Sir, - Shmuley Boteach's take on Chabad tells only half the story - and it is in the other half that lies the answer to his rhetorical question, "Why does Chabad restrict itself to the 'horizontal level,' to the micro-societal, Jewish level, rather than expanding and exporting it to the vertical, macro-societal, gentile, socio-political level?" Essentially he asks, "Why doesn't Chabad use its experience in Jewish outreach to try and change the gentile world?"

The reason is that since the death of the rebbe, Chabad has been losing ground. It has been losing ground to the messianists within its fold, and it has been losing ground to other movements within Hassidism and to modern, mostly Zionist Orthodoxy. Chabad certainly does need a makeover, but not so that it can change the world; rather, so it can put its own house in order. It needs to find a direction again at Boteach's lateral, micro level before it can reach out to gentile society at the vertical, macro level.

DR. PAUL BROWN
Nahariya

Smoke in his eyes?

Sir, - Women applying makeup on Shabbat and men sipping certain malt whiskys with no kosher certification transgress Jewish halachic prohibitions. Would Rabbi Shlomo Riskin ban the sale of makeup and malt whisky in Efrat ("Smoking MK from Efrat slams Riskin's effort to snuff out cigarettes," January 27)?

DANIEL ABELMAN
Jerusalem

Sir - Rabbi Shlomo Riskin has been blinded by the (cigarette) smoke in his eyes ("Efrat will be smoke-free, if its chief rabbis have their way," January 26). Is he not aware that a huge number of Orthodox Jews are heavy smokers? Recently, at the duty-free shop at Ben-Gurion Airport, I stood behind a hassidic man who was purchasing 12 cartons of cigarettes.

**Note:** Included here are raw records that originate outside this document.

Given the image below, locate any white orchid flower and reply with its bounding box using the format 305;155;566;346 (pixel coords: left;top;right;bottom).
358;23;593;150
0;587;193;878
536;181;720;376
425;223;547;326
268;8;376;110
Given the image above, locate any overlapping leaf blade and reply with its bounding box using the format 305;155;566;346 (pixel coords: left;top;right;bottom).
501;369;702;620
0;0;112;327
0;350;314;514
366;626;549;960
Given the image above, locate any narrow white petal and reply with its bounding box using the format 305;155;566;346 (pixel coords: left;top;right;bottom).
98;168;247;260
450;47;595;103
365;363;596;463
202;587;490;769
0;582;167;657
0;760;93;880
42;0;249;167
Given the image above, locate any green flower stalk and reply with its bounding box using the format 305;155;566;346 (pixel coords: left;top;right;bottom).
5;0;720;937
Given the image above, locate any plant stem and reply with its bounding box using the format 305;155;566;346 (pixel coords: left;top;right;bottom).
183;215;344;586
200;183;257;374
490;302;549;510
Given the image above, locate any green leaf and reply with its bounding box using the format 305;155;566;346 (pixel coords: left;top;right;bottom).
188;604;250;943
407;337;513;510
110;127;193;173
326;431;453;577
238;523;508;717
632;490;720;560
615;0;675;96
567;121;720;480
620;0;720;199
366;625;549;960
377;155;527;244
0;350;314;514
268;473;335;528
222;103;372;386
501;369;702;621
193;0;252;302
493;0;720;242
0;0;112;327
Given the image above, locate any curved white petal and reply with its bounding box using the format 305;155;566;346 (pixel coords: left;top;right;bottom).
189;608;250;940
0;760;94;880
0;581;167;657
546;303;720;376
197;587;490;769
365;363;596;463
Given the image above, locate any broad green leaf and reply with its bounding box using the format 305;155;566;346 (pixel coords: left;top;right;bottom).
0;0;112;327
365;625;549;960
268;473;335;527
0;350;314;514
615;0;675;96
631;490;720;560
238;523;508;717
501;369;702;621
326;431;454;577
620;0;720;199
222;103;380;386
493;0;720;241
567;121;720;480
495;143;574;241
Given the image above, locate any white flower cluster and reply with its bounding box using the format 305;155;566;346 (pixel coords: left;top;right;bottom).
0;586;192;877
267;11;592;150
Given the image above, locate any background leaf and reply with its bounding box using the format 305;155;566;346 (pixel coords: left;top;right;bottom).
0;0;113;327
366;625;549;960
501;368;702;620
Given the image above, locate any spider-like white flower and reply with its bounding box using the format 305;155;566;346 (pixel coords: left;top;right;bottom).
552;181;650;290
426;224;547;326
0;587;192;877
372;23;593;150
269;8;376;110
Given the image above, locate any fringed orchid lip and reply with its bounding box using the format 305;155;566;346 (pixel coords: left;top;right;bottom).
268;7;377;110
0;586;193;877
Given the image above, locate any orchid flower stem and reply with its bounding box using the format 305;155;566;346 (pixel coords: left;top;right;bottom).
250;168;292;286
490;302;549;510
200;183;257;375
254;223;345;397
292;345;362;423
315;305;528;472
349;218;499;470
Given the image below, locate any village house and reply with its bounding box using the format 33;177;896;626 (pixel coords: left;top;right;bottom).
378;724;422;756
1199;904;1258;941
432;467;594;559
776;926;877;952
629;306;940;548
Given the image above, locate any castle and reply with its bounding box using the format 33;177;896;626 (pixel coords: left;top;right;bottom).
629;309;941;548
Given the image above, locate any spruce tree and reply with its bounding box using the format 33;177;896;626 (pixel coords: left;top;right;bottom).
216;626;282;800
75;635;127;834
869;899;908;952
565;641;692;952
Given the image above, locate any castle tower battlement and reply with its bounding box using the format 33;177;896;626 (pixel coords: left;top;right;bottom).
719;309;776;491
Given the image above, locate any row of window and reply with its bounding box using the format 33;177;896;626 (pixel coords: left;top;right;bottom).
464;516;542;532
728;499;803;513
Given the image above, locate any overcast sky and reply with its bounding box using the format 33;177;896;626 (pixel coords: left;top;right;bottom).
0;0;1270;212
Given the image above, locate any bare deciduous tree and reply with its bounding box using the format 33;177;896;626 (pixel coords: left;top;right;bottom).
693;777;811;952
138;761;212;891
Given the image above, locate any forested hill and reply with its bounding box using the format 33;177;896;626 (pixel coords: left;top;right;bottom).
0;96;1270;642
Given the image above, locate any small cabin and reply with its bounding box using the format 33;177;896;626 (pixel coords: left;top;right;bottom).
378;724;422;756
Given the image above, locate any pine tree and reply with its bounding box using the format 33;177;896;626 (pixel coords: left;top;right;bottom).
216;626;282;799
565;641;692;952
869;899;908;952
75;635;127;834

Who are these halachic "geniuses" among us who decide what is good or bad for one's health? How can there be any relationship between tobacco and kashrut except for the prohibition of smoking on Shabbat? Soon Rabbi Riskin may tell us that breathing is hazardous to one's health because of the pollution in the air. Should our rabbis not concentrate on more important issues such as derech eretz and respect for all people? The thousands of religious smokers who use tobacco-stained fingers to turn a page of Talmud will make them neither less kosher nor less observant of a genuine piece of halachic interpretation.

DR. ESOR BEN-SOREK
Rishon Lezion

Young Judaea lives

Sir, - I was astounded to read the description of Young Judaea as a "shell of its former self" ("Key directors resign from Young Judaea," January 7). As a current participant in Year Course, I feel quite the opposite. The movement is still deeply committed to the ideals of Zionism and youth activism. I, for one, see this on a daily basis, as I am involved in an organization within the Year Course program, Garin Tzedek, that does extra volunteering with Sudanese refugees in Israel during our year here. The members who are involved still carry the ideologies of the movement with tremendous vigor, and I feel fortunate to be experiencing Israel with them. The movement is certainly not "nonexistent," as the article implies, but alive and kicking.

ITTAI ERES
Arad

A Tu Bishvat boost

Sir, - Kudos! Hats off! Hurrah to Prof. Gil Troy for his wonderful article "On Tu Bishvat, celebrate green Zionism" (January 27). These were the most uplifting words I have read in the Post, and helped me to recall some of the beautiful actions of past generations.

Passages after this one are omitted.